Aujourd'hui, 7 septembre 2026, le gouvernement fédéral, les régions et les communautés franchissent une nouvelle étape importante dans la lutte contre la discrimination. Avec le lancement officiel du Plan d'action interfédéral contre le racisme, les autorités belges optent pour une approche commune et coordonnée dans la lutte contre le racisme.
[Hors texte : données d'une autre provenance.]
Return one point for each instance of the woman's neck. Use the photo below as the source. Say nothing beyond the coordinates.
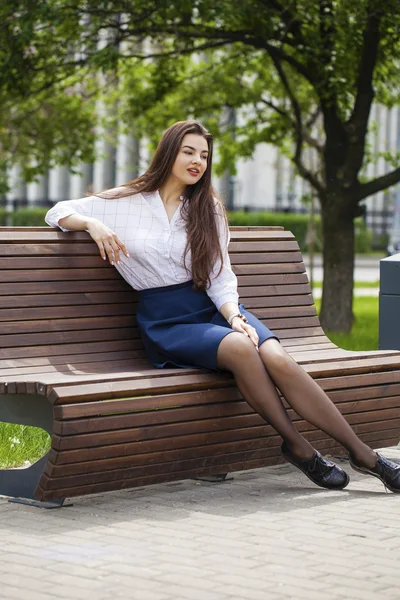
(171, 191)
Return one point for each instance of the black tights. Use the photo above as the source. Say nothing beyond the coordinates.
(257, 374)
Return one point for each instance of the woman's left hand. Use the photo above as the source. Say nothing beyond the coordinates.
(239, 325)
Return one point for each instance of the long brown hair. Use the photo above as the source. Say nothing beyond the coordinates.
(201, 203)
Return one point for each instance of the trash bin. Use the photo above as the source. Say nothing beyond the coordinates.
(389, 303)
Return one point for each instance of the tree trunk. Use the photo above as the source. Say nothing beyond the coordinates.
(337, 293)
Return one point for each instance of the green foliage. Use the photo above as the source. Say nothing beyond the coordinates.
(3, 217)
(296, 223)
(365, 331)
(29, 217)
(20, 444)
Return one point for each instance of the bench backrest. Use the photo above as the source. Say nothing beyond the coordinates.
(60, 300)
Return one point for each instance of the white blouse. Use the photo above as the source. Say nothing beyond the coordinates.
(155, 245)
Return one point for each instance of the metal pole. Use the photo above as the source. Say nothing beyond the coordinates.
(394, 239)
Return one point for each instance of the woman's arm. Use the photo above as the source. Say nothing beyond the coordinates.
(73, 215)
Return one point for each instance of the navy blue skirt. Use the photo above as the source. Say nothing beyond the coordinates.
(181, 327)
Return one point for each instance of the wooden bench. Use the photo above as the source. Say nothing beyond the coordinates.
(72, 362)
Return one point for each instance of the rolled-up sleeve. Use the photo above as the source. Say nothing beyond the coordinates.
(223, 287)
(82, 206)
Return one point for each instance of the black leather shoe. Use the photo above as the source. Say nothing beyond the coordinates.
(321, 471)
(385, 470)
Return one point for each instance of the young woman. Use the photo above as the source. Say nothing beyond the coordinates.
(167, 234)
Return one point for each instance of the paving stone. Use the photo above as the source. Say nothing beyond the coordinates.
(269, 534)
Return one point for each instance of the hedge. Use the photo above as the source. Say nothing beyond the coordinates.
(296, 223)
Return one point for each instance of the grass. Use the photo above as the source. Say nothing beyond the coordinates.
(21, 445)
(364, 333)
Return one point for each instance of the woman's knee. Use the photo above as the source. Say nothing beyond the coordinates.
(275, 357)
(234, 349)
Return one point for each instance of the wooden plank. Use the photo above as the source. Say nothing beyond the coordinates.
(60, 275)
(300, 348)
(28, 235)
(129, 420)
(354, 366)
(152, 452)
(162, 457)
(150, 402)
(55, 249)
(357, 381)
(280, 312)
(271, 280)
(302, 341)
(272, 301)
(263, 246)
(165, 382)
(109, 364)
(54, 262)
(141, 471)
(279, 325)
(337, 354)
(195, 440)
(190, 412)
(42, 494)
(40, 364)
(253, 291)
(65, 337)
(291, 256)
(13, 328)
(62, 287)
(79, 299)
(57, 314)
(285, 334)
(50, 352)
(177, 475)
(268, 269)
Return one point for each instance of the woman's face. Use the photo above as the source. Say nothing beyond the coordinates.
(191, 162)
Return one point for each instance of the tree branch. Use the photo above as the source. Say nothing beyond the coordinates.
(293, 25)
(314, 143)
(298, 126)
(357, 125)
(378, 184)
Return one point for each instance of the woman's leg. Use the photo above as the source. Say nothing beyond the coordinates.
(236, 353)
(310, 402)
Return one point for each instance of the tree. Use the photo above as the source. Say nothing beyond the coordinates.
(287, 67)
(46, 117)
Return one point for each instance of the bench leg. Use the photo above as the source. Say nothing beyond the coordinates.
(20, 484)
(214, 478)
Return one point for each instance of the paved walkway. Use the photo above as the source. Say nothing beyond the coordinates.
(267, 535)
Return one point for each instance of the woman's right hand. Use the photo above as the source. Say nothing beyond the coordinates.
(108, 242)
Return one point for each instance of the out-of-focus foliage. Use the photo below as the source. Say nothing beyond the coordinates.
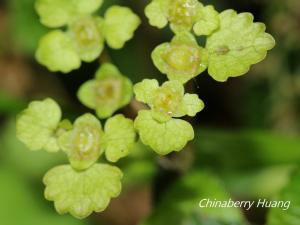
(289, 193)
(179, 204)
(24, 24)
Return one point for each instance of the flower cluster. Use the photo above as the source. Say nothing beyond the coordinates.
(83, 186)
(84, 34)
(233, 43)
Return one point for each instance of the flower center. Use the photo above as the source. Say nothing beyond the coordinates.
(108, 90)
(167, 101)
(87, 141)
(183, 12)
(183, 58)
(86, 33)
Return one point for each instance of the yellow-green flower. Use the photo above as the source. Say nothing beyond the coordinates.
(238, 44)
(85, 35)
(183, 15)
(157, 126)
(181, 59)
(108, 92)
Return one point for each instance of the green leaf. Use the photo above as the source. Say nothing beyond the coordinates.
(180, 203)
(57, 52)
(207, 22)
(17, 194)
(37, 124)
(288, 213)
(145, 90)
(182, 59)
(83, 144)
(238, 44)
(119, 137)
(119, 26)
(57, 13)
(157, 13)
(168, 100)
(107, 93)
(87, 37)
(81, 193)
(163, 138)
(192, 104)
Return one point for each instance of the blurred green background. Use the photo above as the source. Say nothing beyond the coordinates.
(247, 143)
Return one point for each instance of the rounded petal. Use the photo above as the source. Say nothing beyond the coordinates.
(144, 91)
(57, 13)
(85, 7)
(180, 60)
(83, 143)
(157, 13)
(193, 104)
(163, 138)
(207, 22)
(238, 44)
(107, 70)
(119, 26)
(119, 137)
(108, 92)
(37, 124)
(87, 37)
(57, 52)
(81, 193)
(86, 94)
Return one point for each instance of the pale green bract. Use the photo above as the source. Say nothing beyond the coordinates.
(168, 100)
(156, 127)
(87, 38)
(85, 34)
(84, 142)
(57, 13)
(165, 137)
(182, 59)
(183, 15)
(208, 21)
(119, 26)
(119, 137)
(37, 125)
(108, 92)
(57, 52)
(81, 193)
(236, 45)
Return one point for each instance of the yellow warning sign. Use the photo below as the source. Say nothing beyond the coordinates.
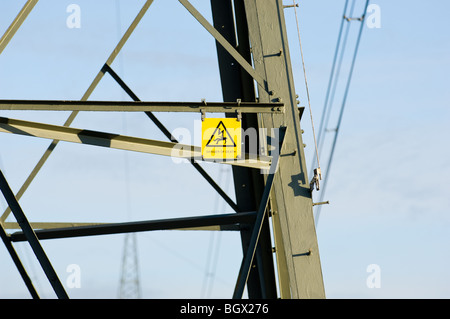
(221, 138)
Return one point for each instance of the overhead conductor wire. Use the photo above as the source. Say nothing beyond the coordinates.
(341, 113)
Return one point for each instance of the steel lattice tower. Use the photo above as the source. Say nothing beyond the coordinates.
(271, 187)
(129, 286)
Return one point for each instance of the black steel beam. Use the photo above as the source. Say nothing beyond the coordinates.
(167, 133)
(141, 106)
(30, 236)
(140, 226)
(247, 261)
(249, 184)
(15, 257)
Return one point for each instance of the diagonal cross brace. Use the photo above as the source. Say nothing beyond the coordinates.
(247, 261)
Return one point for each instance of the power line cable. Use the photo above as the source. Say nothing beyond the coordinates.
(318, 175)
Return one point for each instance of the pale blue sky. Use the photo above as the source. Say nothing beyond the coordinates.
(388, 188)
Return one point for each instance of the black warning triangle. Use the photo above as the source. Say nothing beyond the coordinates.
(221, 137)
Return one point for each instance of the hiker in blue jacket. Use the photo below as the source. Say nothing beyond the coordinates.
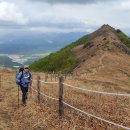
(24, 78)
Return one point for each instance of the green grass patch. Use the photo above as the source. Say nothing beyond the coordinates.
(124, 38)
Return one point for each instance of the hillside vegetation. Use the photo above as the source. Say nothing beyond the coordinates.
(60, 61)
(124, 38)
(64, 60)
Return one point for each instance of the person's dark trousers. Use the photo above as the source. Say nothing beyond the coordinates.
(24, 93)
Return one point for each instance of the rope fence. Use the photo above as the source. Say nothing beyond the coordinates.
(61, 98)
(97, 92)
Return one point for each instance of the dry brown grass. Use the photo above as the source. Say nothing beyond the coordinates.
(44, 116)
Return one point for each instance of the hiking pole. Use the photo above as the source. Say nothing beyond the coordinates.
(18, 96)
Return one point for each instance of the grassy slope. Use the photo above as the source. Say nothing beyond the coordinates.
(64, 60)
(60, 61)
(124, 38)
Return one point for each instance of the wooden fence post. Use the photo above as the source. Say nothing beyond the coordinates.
(46, 76)
(0, 82)
(31, 80)
(38, 89)
(61, 93)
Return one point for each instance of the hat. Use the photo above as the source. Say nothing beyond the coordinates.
(26, 67)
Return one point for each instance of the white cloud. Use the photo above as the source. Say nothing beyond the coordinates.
(9, 12)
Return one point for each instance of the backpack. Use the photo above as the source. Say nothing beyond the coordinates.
(17, 80)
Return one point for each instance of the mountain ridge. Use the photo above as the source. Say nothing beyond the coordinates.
(97, 43)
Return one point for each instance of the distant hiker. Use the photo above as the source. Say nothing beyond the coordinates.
(23, 80)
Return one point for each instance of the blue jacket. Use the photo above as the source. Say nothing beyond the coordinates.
(25, 78)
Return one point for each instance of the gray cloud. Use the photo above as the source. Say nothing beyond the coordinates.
(71, 1)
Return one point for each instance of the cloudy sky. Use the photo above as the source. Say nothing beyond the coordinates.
(63, 15)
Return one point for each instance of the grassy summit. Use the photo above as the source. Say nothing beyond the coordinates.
(60, 61)
(124, 38)
(64, 60)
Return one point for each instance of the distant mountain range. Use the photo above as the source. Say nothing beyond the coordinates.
(26, 47)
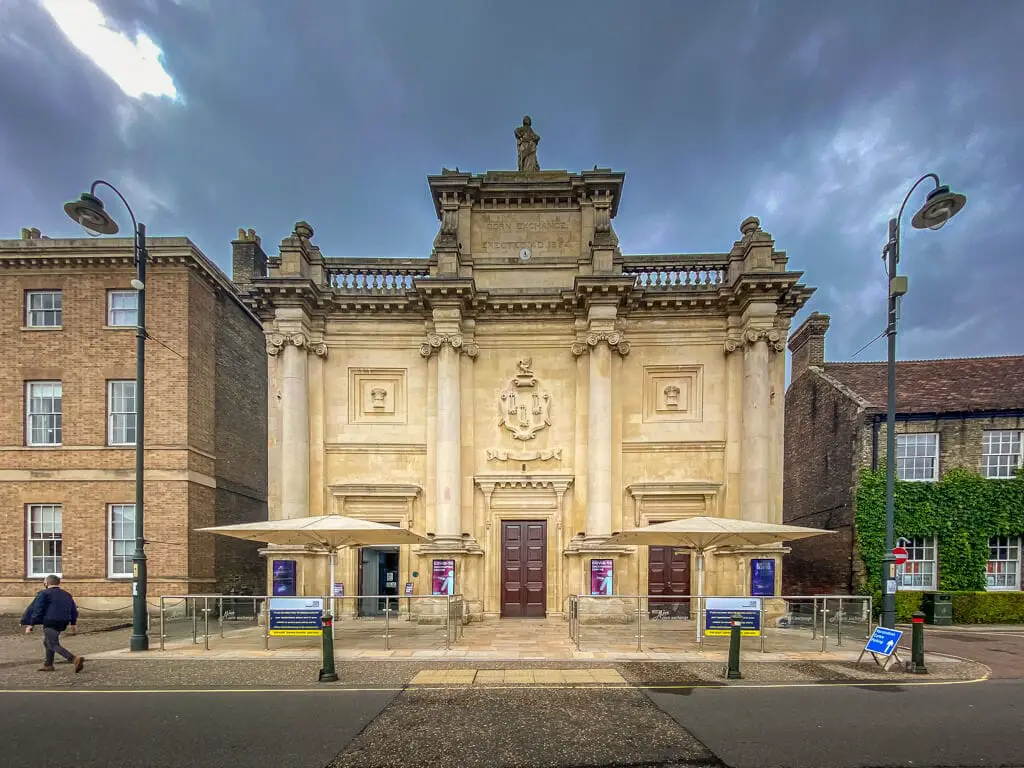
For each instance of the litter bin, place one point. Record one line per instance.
(938, 607)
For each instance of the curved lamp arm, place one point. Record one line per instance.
(134, 223)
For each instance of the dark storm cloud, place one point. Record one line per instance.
(815, 117)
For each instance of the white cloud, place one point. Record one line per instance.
(133, 65)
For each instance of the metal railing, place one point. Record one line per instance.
(787, 620)
(367, 611)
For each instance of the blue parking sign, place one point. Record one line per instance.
(884, 641)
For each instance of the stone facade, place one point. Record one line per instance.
(525, 371)
(205, 419)
(836, 427)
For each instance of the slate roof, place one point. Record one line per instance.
(938, 386)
Bien que la Belgique dispose déjà de nombreuses initiatives de lutte contre la discrimination, l'éparpillement entre les différents niveaux de pouvoir n'était pas toujours claire pour le citoyen. En effet, celui-ci perçoit la discrimination comme un tout, qui s'étend souvent sur plusieurs domaines de vie à la fois. Le Cadre interfédéral pour les plans d'action contre les discriminations (CIPAD), approuvé le 17 décembre 2025 par la sous-Conférence interministérielle (sous-CIM), apporte du changement et met sur pied une méthodologie et une structure partagées pour les plans d'action contre la discrimination. En mai 2026, cette méthodologie a été transposée pour la première fois en un plan d'action collectif LGBTQI+. Dans ce même cadre, nous lançons aujourd'hui le premier plan d'action interfédéral contre le racisme.
Conférence de Durban
Le lancement de ce deuxième plan d'action constitue un nouveau tournant pour la Belgique. Vingtcinq ans après la Conférence mondiale contre le racisme de Durban, notre pays concrétise son engagement d'élaborer un plan d'action national contre le racisme. Au fil des ans, des plans d'action et des initiatives ont certes vu le jour à l'échelon régional, mais au travers de ce plan, toutes les autorités unissent leurs forces pour la première fois afin de lutter contre le racisme. Dans le cadre de leurs compétences respectives, mais de manière coordonnée.
Le Plan d'action interfédéral contre le racisme comporte un volet interfédéral définissant des objectifs communs et quatre mesures transversales, auquel s'ajoutent des contributions des différentes autorités. Étant donné que la mise en œuvre des mesures au sein des différents niveaux politiques suit son propre calendrier, le cadre prévoit un afflux échelonné de contributions. Ainsi, le plan d'action peut évoluer au travers de nouvelles initiatives politiques et reste un outil dynamique qui renforce le partenariat entre les autorités.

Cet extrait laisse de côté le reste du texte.